8. The apparatus of claim 7, wherein the determining module comprises:

a determining submodule for determining a target poisson noise index value and a target gaussian noise index value corresponding to the target image sensor;

and the calculating submodule is used for calculating a noise index value corresponding to the target image sensor according to the target Poisson noise index value and the target Gaussian noise index value.

9. The apparatus of claim 8, wherein the determination submodule comprises:

a first acquisition unit configured to acquire N fourth images; the fourth image is an image of a standard color chart acquired by using the target image sensor under different photosensitivities, N is a positive integer and is more than or equal to 2;

a first relationship determination unit configured to determine a first mapping relationship between the poisson noise index value and the sensitivity according to N sensitivities and N poisson noise index values corresponding to the N fourth images;

a first index determining unit, configured to determine, according to the first mapping relationship, M poisson noise index values corresponding to M target sensitivities as target poisson noise index values corresponding to the target image sensor; the M target sensitivities are M sensitivities determined from sensitivity intervals corresponding to the target image sensors, M is a positive integer and is larger than or equal to 2.

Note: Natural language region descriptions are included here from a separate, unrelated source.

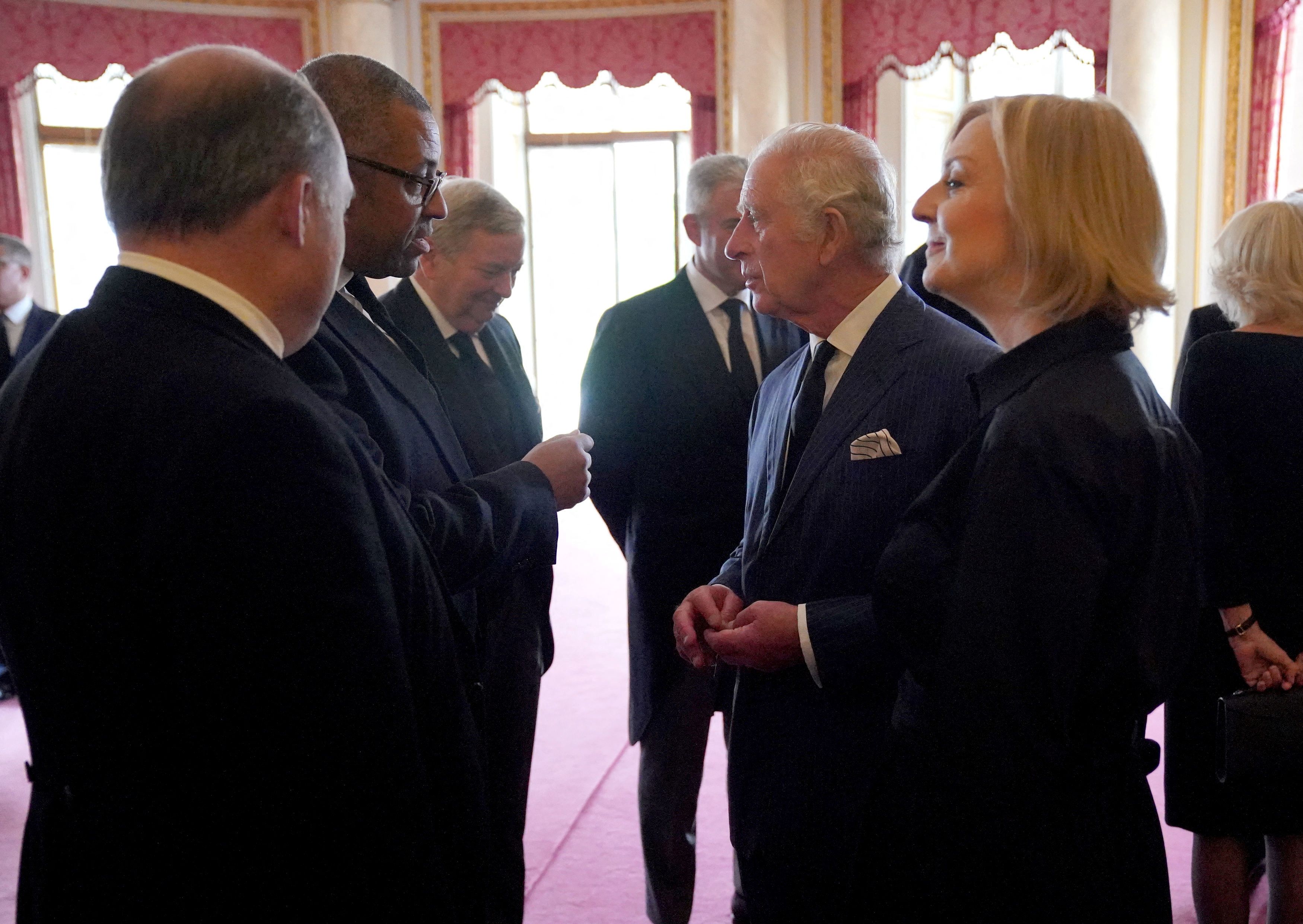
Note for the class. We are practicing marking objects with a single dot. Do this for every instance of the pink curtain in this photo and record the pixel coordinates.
(1272, 38)
(705, 136)
(635, 49)
(83, 39)
(11, 200)
(456, 138)
(880, 34)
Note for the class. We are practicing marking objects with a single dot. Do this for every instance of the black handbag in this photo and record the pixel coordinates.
(1261, 739)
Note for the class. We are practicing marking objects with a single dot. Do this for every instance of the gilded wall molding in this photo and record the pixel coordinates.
(1234, 89)
(831, 36)
(459, 11)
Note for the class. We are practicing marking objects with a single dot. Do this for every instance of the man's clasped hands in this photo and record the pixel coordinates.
(714, 623)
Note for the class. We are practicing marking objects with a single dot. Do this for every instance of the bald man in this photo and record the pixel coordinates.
(289, 737)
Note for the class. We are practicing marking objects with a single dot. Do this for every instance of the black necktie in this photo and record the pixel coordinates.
(740, 367)
(492, 395)
(807, 410)
(467, 354)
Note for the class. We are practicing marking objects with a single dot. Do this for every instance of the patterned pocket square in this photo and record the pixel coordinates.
(875, 446)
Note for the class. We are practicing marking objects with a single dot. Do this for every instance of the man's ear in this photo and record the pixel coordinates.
(694, 227)
(295, 197)
(837, 234)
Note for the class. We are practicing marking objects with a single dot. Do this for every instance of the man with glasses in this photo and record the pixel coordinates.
(25, 322)
(376, 377)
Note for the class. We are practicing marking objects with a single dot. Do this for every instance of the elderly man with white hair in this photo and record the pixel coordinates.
(844, 437)
(449, 308)
(668, 395)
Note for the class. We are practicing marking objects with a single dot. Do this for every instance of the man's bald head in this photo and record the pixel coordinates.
(200, 137)
(357, 90)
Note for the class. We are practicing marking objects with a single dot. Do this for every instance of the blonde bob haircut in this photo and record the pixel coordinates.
(1087, 214)
(1258, 264)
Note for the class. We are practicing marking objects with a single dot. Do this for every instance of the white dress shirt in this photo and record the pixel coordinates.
(846, 338)
(712, 298)
(16, 321)
(244, 311)
(446, 329)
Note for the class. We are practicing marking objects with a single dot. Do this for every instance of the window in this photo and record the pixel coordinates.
(599, 174)
(918, 111)
(67, 118)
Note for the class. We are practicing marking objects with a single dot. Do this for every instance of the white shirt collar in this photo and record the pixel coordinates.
(19, 312)
(446, 329)
(708, 294)
(244, 311)
(855, 326)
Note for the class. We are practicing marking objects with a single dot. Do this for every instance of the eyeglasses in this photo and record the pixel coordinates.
(429, 184)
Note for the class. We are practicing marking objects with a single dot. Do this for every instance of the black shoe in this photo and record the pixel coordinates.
(739, 910)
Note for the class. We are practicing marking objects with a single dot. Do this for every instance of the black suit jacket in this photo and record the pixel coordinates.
(911, 274)
(514, 592)
(286, 729)
(1203, 321)
(381, 384)
(39, 324)
(669, 460)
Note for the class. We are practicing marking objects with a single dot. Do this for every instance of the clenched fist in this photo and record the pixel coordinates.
(565, 460)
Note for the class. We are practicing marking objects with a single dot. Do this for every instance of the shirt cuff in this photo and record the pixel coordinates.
(807, 648)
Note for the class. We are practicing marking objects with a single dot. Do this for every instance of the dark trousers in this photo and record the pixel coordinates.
(513, 670)
(670, 765)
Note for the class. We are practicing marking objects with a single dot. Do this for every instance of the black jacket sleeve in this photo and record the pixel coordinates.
(612, 410)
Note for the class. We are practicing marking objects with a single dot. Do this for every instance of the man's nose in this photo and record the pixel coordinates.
(738, 243)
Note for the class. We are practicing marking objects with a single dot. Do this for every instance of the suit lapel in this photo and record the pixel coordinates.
(403, 380)
(871, 373)
(780, 408)
(695, 345)
(507, 367)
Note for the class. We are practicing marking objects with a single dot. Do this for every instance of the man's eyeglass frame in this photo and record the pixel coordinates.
(430, 186)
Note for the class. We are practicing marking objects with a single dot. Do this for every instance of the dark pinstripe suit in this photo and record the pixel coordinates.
(799, 764)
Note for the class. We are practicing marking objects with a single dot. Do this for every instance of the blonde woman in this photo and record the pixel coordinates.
(1242, 400)
(1045, 586)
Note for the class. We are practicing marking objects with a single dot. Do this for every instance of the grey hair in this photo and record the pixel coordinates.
(187, 154)
(13, 251)
(711, 173)
(355, 89)
(474, 205)
(834, 167)
(1258, 272)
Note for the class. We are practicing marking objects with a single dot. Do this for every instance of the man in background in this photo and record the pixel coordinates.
(666, 395)
(450, 311)
(185, 524)
(25, 322)
(25, 325)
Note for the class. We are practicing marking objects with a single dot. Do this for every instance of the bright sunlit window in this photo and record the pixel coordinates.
(930, 106)
(70, 116)
(599, 173)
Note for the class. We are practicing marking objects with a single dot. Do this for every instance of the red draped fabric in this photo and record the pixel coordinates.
(881, 34)
(83, 39)
(1272, 38)
(635, 49)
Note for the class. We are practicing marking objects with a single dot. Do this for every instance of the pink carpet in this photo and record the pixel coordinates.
(582, 843)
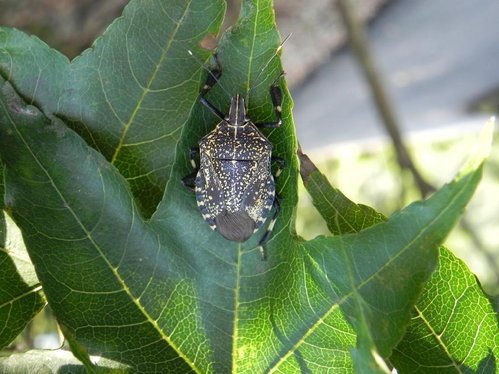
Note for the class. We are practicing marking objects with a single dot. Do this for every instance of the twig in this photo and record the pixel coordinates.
(360, 47)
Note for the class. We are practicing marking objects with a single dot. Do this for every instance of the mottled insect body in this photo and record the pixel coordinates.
(234, 186)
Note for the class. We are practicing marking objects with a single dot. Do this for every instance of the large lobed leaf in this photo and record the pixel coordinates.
(453, 326)
(168, 294)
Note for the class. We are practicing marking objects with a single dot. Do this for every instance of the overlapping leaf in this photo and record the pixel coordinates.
(452, 303)
(168, 294)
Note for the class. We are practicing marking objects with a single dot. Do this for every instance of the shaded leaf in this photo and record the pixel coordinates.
(54, 361)
(168, 294)
(452, 301)
(20, 294)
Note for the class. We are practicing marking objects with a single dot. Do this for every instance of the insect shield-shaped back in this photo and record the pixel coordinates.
(235, 189)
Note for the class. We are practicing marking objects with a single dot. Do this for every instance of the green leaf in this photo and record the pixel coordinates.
(168, 294)
(55, 361)
(20, 294)
(452, 301)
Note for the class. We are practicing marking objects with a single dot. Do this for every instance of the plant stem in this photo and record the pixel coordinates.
(360, 47)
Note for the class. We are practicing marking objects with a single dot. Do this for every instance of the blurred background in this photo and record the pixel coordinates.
(389, 96)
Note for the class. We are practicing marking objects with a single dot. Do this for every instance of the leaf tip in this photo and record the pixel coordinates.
(481, 149)
(307, 167)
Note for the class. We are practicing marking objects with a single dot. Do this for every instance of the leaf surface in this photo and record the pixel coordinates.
(452, 301)
(168, 294)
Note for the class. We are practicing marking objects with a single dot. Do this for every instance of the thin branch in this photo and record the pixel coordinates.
(360, 47)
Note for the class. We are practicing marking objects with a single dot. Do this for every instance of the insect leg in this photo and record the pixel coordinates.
(281, 164)
(266, 237)
(276, 96)
(214, 75)
(189, 180)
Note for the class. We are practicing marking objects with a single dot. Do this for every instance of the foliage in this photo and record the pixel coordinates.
(94, 151)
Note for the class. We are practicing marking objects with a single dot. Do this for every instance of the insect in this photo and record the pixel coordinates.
(234, 184)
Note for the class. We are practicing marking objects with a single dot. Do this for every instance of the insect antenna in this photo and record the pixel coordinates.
(276, 52)
(210, 72)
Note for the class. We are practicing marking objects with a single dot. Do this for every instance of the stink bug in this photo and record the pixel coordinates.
(234, 184)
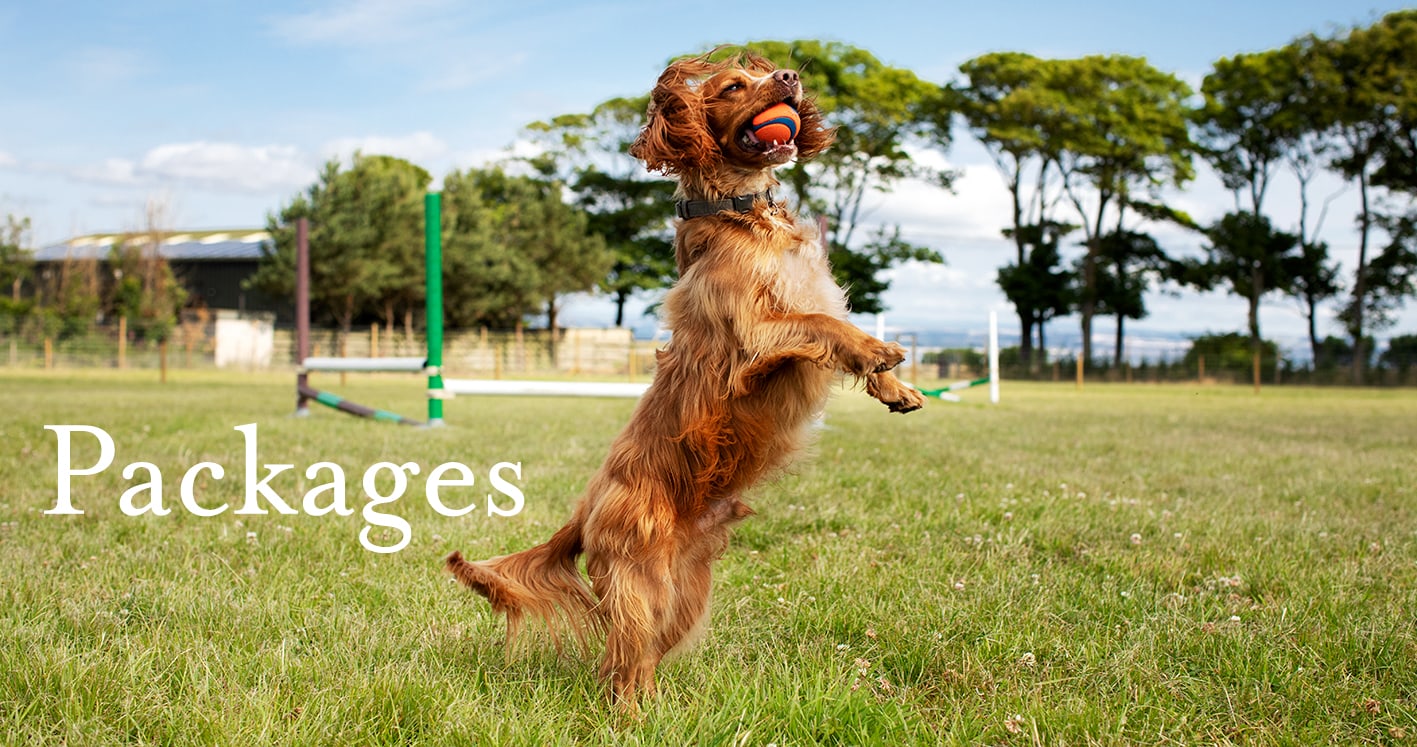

10. The apparatus of claim 8, wherein the determination submodule comprises:

a second acquisition unit configured to acquire K fifth images; the fifth image is an image acquired by using the target image sensor under different photosensitivities, K is a positive integer and is more than or equal to 2;

a third calculating unit, configured to traverse the K fifth images, calculate second pixel variance values of pixel points included in each fifth image, and use the second pixel variance values corresponding to the K fifth images as K gaussian noise index values corresponding to the K fifth images;

a second relationship determination unit configured to determine, based on a maximum likelihood estimation algorithm, a second mapping relationship between K sensitivities and K gaussian noise index values corresponding to the K fifth images according to the K sensitivities and the K gaussian noise index values;

11. The apparatus of claim 7, wherein the adjustment module comprises:

the characteristic input submodule is used for inputting the characteristic information output by the P-th convolutional layer into the continuous P deconvolution layers and outputting the characteristic information to obtain the sixth image;

12. The apparatus of claim 11, wherein in the case that the number of the third images is M, the adjusting module further comprises:

the target image processing submodule is used for inputting a target image into the first network and outputting the target image to obtain a sixth image before inputting the third image into the continuous P convolutional layers in the first network to obtain P characteristic information output by the P convolutional layers; wherein the target image is any image of the M third images;

the obtaining submodule is used for obtaining a first noise distribution characteristic corresponding to the sixth image and a second noise distribution characteristic corresponding to the second image;

and the adjusting submodule is used for adjusting the network parameters of the first network according to the similarity value and the corresponding loss value thereof under the condition that the similarity value is smaller than a preset threshold value until the first network is converged to obtain a trained first network.

13. An electronic device comprising a processor, a memory, and a program or instructions stored on the memory and executable on the processor, the program or instructions when executed by the processor implementing the steps of the noise image generation method of any of claims 1-6.

14. A readable storage medium, characterized in that it stores thereon a program or instructions which, when executed by a processor, implement the steps of the noise image generation method according to any one of claims 1 to 6.